Меня дернуло влево, внизу груди заныло – и сразу же я почувствовал, как мне под ремень потекло тёплое… При пулевом ранении боль придет потом, возможно, адская, от которой ты и помрешь, – просто мозг не выдержит перегрузки болью… Но первые несколько секунд, пока ты еще жив, боли нет. Есть лишь осознание – «ранен! серьезно!!!» – и дальше уже от человека зависит. Кто-то упадет, свернувшись в позу эмбриона и ожидая прихода той самой боли. А кто-то будет продолжать выполнять боевую задачу – или ту, которую сам себе поставил. Не потому, что офигенный герой или что-то типа этого. Просто так намного легче, чем валяться в луже собственной крови, прислушиваясь к себе и ожидая неминуемого.

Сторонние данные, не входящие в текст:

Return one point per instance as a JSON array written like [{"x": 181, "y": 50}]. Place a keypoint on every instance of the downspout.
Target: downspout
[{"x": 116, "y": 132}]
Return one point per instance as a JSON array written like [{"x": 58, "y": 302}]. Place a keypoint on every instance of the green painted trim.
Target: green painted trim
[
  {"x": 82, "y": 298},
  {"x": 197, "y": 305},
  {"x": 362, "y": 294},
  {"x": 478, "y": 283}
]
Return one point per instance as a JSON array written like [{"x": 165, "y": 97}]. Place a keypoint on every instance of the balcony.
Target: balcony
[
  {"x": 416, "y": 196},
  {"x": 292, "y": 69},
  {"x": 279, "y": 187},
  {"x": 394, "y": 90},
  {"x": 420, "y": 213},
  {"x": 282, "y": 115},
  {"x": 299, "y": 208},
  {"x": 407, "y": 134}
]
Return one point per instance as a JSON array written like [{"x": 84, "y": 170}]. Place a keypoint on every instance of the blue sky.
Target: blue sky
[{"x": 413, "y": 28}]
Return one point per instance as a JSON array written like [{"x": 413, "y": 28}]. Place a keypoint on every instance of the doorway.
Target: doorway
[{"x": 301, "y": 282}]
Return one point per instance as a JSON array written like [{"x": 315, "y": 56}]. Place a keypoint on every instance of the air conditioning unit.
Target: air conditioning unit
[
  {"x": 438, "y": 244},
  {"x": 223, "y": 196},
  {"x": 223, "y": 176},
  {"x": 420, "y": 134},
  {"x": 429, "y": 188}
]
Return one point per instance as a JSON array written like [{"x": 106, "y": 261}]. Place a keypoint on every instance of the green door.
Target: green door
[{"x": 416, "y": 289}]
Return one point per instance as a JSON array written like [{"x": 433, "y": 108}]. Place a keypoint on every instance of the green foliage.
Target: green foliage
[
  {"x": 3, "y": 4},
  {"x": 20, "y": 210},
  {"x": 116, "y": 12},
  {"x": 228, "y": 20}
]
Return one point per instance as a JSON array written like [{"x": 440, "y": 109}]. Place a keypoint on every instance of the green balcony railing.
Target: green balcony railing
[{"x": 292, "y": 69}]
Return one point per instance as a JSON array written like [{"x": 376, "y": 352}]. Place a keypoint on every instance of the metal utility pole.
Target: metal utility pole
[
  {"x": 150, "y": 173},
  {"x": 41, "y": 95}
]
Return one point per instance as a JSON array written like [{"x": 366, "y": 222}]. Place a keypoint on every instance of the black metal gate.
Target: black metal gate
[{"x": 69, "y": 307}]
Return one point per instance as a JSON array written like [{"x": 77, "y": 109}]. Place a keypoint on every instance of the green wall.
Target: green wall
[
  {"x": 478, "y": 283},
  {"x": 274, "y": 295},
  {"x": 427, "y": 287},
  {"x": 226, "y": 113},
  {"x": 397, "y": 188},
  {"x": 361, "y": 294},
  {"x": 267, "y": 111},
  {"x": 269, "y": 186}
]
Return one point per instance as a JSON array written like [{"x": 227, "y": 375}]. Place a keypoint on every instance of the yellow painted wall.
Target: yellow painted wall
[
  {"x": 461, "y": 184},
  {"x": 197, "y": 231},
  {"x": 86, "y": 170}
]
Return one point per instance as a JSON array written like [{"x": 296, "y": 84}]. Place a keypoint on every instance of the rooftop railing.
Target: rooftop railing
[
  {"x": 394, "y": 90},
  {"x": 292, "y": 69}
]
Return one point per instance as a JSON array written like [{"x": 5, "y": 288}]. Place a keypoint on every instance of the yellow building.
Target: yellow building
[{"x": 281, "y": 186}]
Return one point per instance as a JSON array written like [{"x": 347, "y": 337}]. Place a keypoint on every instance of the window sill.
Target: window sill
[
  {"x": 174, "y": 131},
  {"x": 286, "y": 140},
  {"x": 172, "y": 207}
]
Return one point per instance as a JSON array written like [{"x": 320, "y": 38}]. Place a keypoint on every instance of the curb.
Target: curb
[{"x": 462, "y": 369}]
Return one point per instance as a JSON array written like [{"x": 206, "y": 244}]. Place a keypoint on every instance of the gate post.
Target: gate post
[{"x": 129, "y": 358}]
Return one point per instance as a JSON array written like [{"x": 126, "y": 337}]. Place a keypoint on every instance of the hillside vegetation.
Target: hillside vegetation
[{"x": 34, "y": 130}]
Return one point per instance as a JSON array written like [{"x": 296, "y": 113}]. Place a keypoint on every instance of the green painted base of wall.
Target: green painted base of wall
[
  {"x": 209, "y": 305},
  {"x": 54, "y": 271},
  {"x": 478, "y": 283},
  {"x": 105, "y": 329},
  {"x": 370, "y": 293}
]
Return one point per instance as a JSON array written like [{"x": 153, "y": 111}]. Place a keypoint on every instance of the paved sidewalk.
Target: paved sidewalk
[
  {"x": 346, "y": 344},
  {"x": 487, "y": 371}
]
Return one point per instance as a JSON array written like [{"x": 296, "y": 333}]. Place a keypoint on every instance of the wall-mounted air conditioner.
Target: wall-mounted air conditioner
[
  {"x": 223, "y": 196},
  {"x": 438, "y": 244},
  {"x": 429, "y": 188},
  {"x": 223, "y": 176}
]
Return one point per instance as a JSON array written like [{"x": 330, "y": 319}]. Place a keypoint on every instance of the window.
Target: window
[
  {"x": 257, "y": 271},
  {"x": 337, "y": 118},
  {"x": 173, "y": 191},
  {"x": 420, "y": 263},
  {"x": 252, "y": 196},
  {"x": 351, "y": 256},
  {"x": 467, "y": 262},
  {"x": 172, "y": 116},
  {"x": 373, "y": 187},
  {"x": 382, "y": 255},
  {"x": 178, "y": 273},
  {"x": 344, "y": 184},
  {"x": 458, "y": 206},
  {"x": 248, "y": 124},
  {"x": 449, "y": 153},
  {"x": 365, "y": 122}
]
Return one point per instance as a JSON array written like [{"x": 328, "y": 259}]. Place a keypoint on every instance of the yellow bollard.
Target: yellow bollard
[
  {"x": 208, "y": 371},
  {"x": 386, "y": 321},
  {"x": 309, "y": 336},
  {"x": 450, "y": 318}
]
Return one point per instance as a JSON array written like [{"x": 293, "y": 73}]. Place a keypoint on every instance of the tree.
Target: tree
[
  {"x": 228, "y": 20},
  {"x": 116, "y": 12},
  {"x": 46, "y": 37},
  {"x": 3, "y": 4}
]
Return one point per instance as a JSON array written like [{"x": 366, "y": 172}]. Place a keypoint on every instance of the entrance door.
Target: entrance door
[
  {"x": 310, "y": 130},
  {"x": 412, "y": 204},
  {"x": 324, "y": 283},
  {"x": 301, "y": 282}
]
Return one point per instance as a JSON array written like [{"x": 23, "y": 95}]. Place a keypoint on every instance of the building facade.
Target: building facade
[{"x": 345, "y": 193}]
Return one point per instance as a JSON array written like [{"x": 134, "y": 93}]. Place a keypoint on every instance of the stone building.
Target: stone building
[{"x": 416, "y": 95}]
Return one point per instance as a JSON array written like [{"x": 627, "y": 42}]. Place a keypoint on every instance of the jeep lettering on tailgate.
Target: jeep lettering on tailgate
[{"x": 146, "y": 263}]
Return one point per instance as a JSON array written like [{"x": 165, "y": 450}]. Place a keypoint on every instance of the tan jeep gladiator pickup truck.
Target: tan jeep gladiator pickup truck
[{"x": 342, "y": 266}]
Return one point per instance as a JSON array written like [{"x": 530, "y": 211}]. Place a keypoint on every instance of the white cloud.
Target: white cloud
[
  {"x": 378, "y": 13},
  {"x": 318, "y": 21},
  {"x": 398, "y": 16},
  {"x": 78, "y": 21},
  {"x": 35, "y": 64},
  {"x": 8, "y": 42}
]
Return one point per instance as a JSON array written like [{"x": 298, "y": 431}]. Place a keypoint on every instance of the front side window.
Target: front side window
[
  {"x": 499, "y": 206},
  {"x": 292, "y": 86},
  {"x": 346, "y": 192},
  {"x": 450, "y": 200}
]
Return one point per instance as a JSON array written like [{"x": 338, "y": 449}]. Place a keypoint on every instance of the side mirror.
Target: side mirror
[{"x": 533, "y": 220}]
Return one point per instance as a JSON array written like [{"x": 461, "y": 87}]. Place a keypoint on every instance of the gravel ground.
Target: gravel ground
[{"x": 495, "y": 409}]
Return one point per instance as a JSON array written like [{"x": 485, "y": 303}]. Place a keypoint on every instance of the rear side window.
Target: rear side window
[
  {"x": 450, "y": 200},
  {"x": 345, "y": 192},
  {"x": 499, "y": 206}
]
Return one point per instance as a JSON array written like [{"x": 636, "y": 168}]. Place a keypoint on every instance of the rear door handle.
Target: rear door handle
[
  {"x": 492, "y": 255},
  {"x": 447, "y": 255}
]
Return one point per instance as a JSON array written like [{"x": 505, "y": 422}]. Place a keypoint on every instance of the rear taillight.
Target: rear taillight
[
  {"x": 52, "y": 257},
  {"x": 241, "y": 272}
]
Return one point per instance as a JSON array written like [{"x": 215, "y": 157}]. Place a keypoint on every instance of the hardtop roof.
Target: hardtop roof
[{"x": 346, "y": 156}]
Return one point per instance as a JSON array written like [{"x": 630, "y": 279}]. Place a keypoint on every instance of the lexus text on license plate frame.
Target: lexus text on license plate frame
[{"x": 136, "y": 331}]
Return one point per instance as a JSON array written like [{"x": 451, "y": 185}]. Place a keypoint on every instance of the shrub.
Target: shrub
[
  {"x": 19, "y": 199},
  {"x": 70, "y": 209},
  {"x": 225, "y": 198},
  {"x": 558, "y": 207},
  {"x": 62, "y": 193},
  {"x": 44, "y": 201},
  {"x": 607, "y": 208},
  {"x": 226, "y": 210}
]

Поэтому я стрелял, стрелял, стрелял – в шеи чуть ниже затылка, защищенные не особо толстыми пластинами стали, вдавливая пулями в мясо эти пластины, ломая ими же хрупкие шейные позвонки. В круглые стекла защитных масок. В кисти рук, сжимающих оружие, – если стволы слишком быстро разворачивались в мою сторону…
Их было восемь на крыше, бронированных, сильных, отлично подготовленных. И несколько медлительных из-за веса своей брони. Стреляли они, стрелял я, постоянно перемещаясь и ощущая, как тяжелеет пистолет в моей руке… Плохо, очень плохо. Значит, от кровопотери стремительно теряю силы и, скорее всего, очень скоро сдохну прямо здесь, на этой крыше… Но это, честное слово, отличная смерть, просто отличная! Вот так, без боли, и в бою. Можно ли желать лучшего ухода в Край Вечной войны? Вот только заберу побольше врагов с собой, заберу их всех – такая вот у меня самая последняя цель в жизни…
Но тут сбоку хлопнул выстрел – и пистолет вылетел у меня из руки, едва не свернув запястье. Семь трупов лежали на крыше, семь кибов, убитых мною. И лишь один сейчас целился в меня – тоже раненый. Тот самый, что контролировал люк, с разбитым защитным стеклом маски, на осколке которого болтался клок зрительного нерва. Живучий, гад. Не так-то просто убить киба, в этом я убедился только что. Даже получив смертельное ранение, они все равно пытались стрелять, поэтому на них порой приходилось тратить две-три пули – за что отдельное спасибо конструктору пистолета, снабдившего своё замечательное оружие магазином на двадцать патронов.
Да только не было у меня больше пистолета, улетел куда-то под один из трупов, валяющихся на крыше. А подбирать чужое оружие – поздно, потому что раненый киб, хоть и покачивается, но все равно довольно уверенно целится в меня, чтобы довершить начатое. Похоже, он просто промахнулся: целился в меня, а попал в пистолет. И сейчас он держал свой автомат, плотно уперев его в плечо, с явным намерением не промахнуться во второй раз.